図1は、本発明の第1の実施の形態にかかる不揮発性半導体記憶装置10の構成を説明する図で、(a)は平面図、(b)は1A−1A線に沿って切断した断面を矢印方向から見た断面図を示す。なお、図1(a)の平面図においては、理解しやすくするために最上層の絶縁保護層27の一部を切り欠いて示している。さらに、図2は、記憶素子24の構成を示すための要部拡大図で、(a)は平面図、(b)は2A−2A線に沿った断面を矢印方向から見た断面図である。なお、図2においては、説明を容易にするために、4個の記憶素子24について示しており、さらに絶縁保護層27や基板11等については図示していない。
本実施の形態の不揮発性半導体記憶装置10は、基板11上に形成された下部電極20と、上部電極26と、下部電極20と上部電極26とにはさまれた抵抗変化層25を含み構成される記憶素子24とを備えている。そして、下部電極20の電極面に凹部が設けられており、抵抗変化層25はこの凹部に沿って凹部が形成された領域の下部電極20の表面を被覆するように形成されている。また、上部電極26の電極面は凸部26bを有し、この凸部26bが抵抗変化層25を介して凹部に埋設されている。
さらに、本実施の形態の不揮発性半導体記憶装置10について具体的な構成を説明する。下部電極20は基板11上にストライプ状に形成されている。また、上部電極26は下部電極20を含む基板11上に形成された素子用層間絶縁層23を介して下部電極20に対して交差するストライプ状に形成されている。そして、交差部の下部電極20に凹部が設けられ、抵抗変化層25は少なくとも凹部の電極面を被覆して形成されており、上部電極26には上部電極26の一部を構成する凸部26bが設けられ、凸部26bの少なくとも一部は抵抗変化層25を介して凹部に埋設されている。すなわち、図2に示す拡大図から理解されるように、記憶素子24は下部電極20と上部電極26とが交差する交差部に形成されている。そして、この記憶素子24は、より具体的には下部電極20の凹部に露出した電極表面22a、21a、凸部26bの電極表面および凹部と凸部26bの電極面に挟まれた領域の抵抗変化層25aとにより構成されている。
抵抗変化層25としては、電圧または電流の印加により抵抗値が変化する特性が再現性よく生じる酸化タンタル(TaO)、酸化チタン(TiO)、酸化鉄(FeO)等を用いることができる。なお、本実施の形態の場合には、抵抗変化層25の厚みを大きくすることは、プロセス上比較的困難であるので30nm以下とすることが望ましい。このために、TaOやTiOを用いることが好ましい。このような材料は、閾値以上の電圧または電流が印加されたときに特定の抵抗値を示し、その抵抗値は新たに一定の大きさのパルス電圧またはパルス電流が印加されるまでは、その抵抗値を維持しつづけるので、記憶素子24の材料として好適である。

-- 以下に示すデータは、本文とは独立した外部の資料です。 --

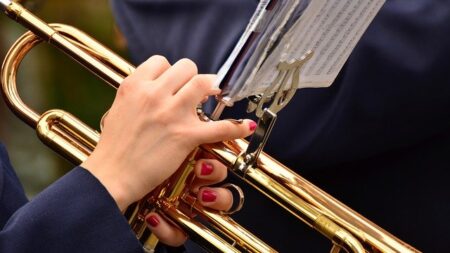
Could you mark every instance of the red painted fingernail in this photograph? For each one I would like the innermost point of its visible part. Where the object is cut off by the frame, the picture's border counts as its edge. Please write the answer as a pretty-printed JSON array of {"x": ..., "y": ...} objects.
[
  {"x": 152, "y": 220},
  {"x": 209, "y": 196},
  {"x": 252, "y": 126},
  {"x": 206, "y": 169}
]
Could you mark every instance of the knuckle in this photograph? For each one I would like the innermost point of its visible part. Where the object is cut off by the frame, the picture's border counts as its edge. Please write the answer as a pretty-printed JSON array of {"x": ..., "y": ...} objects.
[
  {"x": 159, "y": 59},
  {"x": 126, "y": 87},
  {"x": 201, "y": 82}
]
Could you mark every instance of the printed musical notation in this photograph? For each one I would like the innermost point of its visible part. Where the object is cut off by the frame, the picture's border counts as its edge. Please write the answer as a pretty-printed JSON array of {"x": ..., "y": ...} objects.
[{"x": 283, "y": 31}]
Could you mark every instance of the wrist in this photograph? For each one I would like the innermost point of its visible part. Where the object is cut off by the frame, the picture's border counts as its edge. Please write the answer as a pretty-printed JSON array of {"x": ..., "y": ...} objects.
[{"x": 113, "y": 183}]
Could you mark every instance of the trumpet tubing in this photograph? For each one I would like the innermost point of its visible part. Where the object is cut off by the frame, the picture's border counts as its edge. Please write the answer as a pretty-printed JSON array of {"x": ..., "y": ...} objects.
[{"x": 74, "y": 140}]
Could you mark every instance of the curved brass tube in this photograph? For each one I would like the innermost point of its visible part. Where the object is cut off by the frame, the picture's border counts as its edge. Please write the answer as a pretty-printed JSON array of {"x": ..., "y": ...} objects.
[{"x": 347, "y": 229}]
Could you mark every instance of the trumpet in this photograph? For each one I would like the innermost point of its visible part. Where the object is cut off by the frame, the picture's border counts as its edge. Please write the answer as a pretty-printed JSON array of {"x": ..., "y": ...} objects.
[{"x": 74, "y": 140}]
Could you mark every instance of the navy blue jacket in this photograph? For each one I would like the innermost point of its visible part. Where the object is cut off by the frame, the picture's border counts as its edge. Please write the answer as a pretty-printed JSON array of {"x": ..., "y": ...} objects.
[
  {"x": 74, "y": 214},
  {"x": 378, "y": 139}
]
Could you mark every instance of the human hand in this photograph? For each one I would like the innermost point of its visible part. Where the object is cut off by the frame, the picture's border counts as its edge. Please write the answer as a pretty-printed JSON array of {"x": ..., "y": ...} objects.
[
  {"x": 153, "y": 125},
  {"x": 207, "y": 172}
]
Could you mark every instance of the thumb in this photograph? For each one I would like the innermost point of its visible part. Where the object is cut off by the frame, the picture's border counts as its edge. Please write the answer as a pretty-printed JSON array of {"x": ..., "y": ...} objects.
[{"x": 222, "y": 130}]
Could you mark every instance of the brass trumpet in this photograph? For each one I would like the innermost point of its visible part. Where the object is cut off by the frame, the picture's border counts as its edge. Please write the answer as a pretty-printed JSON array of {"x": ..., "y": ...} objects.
[{"x": 347, "y": 230}]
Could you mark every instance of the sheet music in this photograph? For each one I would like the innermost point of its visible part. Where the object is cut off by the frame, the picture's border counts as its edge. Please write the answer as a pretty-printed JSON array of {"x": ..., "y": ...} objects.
[{"x": 331, "y": 28}]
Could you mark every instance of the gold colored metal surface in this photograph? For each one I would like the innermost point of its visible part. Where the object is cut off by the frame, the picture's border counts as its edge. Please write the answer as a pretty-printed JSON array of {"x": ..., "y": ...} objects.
[{"x": 347, "y": 230}]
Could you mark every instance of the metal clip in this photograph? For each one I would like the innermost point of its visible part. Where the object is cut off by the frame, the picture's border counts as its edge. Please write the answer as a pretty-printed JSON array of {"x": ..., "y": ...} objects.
[
  {"x": 257, "y": 142},
  {"x": 278, "y": 95}
]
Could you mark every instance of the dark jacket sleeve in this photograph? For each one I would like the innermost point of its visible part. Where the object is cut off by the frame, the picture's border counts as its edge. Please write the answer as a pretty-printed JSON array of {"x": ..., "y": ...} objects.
[{"x": 74, "y": 214}]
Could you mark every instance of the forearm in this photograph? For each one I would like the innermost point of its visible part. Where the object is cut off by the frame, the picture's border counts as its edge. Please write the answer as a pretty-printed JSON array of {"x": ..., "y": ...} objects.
[{"x": 75, "y": 214}]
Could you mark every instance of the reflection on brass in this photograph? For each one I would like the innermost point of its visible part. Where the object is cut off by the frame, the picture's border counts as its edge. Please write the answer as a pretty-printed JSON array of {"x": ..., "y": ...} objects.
[{"x": 346, "y": 229}]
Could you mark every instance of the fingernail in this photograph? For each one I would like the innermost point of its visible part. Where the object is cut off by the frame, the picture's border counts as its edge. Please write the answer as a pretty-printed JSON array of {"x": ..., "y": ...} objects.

また、本実施の形態では、下部電極20は、第1導電体層21と、この第1導電体層21に対して選択的にエッチング除去可能な第2導電体層22とを積層した構成からなる。このような構成により、後述するように下部電極20に一定の深さを有する凹部を確実に、かつ簡単なプロセスで形成することができる。しかしながら、本発明はこのような積層構成に限定されることはない。下部電極20が、例えば積層構成や単層構成であっても、下部電極20のエッチング時にエッチング時間等を制御して、下部電極20の厚み方向の途中でエッチングを終了するようにして所定の深さの凹部を形成してもよい。
さらに、図2に示す拡大図から理解されるように、上部電極26は素子用層間絶縁層23に形成された溝に埋め込まれた配線領域26aと下部電極20の凹部に埋設された凸部26bとにより構成されている。この上部電極26としては、一般の半導体プロセスで多用されているダマシンプロセスを利用することができる銅(Cu)材料を用いてもよいが、Cu材料に限定されるものではない。例えば、一般的に半導体素子や不揮発性半導体記憶素子で成膜プロセスとして用いられているスパッタリング方式やCVD方式によりアルミニウム(Al)、Cuあるいは白金(Pt)等を成膜して用いてもよい。
なお、図1に示すように、上部電極26は記憶素子24がマトリクス状に形成された領域外まで延在されており、このマトリクス領域外で半導体接続用配線18に接続している。そして、上部電極26、半導体接続用配線18や埋め込み導体15、19等を保護するために絶縁保護層27が設けられている。ただし、この絶縁保護層27については、別の方法で保護することができる場合には特に設ける必要はない。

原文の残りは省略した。